Toxisches Führungsverhalten in Unternehmen

„In 85 Prozent der Unternehmen im deutschsprachigen Raum kommt toxisches Führungsverhalten vor. Jedes fünfte Unternehmen verfügt sogar über ein ausgesprochen giftiges Führungsklima. Das haben die Universitäten Bielefeld, Düsseldorf und Trier und die Hochschule für Wirtschaft und Recht Berlin anhand von Daten der Arbeitgeber-Bewertungsplattform Kununu herausgefunden (Kununu-BlogbeitragOriginalstudie  2020). Studien in anderen Ländern wie USA und Großbritannien kommen zu ähnlichen Ergebnissen“, sagt Christian Tröster im Interview mit der Wirtschaftswoche.

Das deckt sich zu 100 Prozent mit meinen Recherchen, die ich in den vergangenen Jahren gemacht habe. Es gibt verschiedene empirische Quellen, die zu ähnlichen Resultaten kommen. Interessant, dass das in New Work-Debatten und HR-Runden so spärlich zur Sprache kommt.

Wichtige Frage: Wie werden die emotionalen Bedürfnisse der Beschäftigten am Arbeitsplatz berücksichtigt? Auch aa sieht es düster aus. „Ist da jemand, der sich für mich als Mensch interessiert? Bin ich nicht nur ein Rädchen im Getriebe oder werde ich wirklich als Individuum behandelt? Die jährliche Engagement-Studie von Gallup fördert in den vergangenen 16 Jahren ein sehr drastisches Bild zutage. Den wenigsten Führungskräften gelingt es, diese Bedürfnisse zu adressieren“, erläutert Gallup-Studienleiter Marco Nink im ichsagmal.com-Interview.

Die große Masse der Beschäftigten macht deshalb Dienst nach Vorschrift. „Das ist keine Frage der Einstellung auf Seiten der Mitarbeiter, sondern eine Frage der Mitarbeiterführung“, betont Nink.

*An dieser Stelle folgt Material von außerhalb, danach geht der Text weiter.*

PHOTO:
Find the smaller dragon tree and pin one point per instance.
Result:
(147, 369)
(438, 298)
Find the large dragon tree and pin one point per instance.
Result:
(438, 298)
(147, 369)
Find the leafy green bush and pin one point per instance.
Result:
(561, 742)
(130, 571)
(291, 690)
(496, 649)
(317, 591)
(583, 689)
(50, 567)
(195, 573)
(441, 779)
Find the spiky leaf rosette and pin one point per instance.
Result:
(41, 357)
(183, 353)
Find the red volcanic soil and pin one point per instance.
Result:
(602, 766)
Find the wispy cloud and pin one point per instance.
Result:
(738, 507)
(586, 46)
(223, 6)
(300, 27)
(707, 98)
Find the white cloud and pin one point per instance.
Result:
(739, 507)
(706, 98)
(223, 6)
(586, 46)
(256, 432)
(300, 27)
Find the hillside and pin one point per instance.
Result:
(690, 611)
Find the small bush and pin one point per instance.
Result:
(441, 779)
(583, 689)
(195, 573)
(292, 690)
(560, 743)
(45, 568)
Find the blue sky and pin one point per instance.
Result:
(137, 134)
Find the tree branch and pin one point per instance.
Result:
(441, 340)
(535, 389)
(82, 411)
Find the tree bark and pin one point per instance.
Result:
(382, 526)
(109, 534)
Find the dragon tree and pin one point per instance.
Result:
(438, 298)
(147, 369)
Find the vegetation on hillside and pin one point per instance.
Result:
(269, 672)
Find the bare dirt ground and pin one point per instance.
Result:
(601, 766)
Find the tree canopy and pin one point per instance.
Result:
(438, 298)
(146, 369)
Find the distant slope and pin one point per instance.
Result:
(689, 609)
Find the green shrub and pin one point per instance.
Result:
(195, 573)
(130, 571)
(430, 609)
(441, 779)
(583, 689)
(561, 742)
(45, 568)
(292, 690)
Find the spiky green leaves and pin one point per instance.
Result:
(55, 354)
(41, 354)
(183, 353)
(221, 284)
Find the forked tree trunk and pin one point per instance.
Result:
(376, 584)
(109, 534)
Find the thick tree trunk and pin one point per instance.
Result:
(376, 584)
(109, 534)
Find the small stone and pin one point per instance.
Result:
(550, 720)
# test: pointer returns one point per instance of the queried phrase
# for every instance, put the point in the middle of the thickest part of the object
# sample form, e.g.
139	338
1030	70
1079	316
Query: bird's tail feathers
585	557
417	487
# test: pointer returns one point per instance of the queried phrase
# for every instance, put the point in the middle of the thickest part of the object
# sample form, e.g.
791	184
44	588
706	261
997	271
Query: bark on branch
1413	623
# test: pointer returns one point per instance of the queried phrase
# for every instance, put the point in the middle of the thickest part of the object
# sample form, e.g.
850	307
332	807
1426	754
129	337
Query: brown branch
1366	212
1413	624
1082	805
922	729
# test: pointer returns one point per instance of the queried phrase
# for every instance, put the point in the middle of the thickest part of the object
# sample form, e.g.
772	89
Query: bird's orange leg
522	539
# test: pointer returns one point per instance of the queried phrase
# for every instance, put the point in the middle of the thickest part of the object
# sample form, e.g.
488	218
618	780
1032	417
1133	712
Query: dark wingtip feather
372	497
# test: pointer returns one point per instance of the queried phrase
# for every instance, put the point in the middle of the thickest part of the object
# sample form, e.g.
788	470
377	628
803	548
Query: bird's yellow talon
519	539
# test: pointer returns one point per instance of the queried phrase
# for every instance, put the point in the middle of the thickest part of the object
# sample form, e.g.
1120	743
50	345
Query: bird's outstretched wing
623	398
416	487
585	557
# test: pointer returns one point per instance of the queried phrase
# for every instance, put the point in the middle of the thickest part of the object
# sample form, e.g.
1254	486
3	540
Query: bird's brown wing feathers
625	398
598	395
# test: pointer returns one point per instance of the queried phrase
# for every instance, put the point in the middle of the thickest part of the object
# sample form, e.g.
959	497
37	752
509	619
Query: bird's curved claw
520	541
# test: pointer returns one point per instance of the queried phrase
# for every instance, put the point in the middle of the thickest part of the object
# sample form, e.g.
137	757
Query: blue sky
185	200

Was läuft also falsch in unserem Land, wo wir doch seit Ewigkeiten über New Work, Motivation, flache Hierarchien, Mitbestimmung, 360-Grad-Beurteilungen, rote und blaue Felder in Organisationen, kybernetische Steuerungsmethoden und Motivationsmethoden sinnieren?

„Es beginnt beim Fremdbild und Selbstbild der Führungskräfte. Wir haben in der letzten Untersuchung gefragt, wie sich Führungskräfte einschätzen. Nahezu alle, also 97 Prozent haben uns gesagt, sie halten sich für eine gute Führungskraft. Wenn man das Fremdbild dagegen setzt, passt das überhaupt nicht zur Realität. Sieben von zehn Beschäftigten geben zu Protokoll, in ihrer beruflichen Karriere auf schlechte Führungskräfte gestoßen zu sein. Ein Fünftel denkt zur Zeit darüber nach, wegen des direkten Vorgesetzten das Unternehmen zu verlassen“, sagt der Gallup-Forscher.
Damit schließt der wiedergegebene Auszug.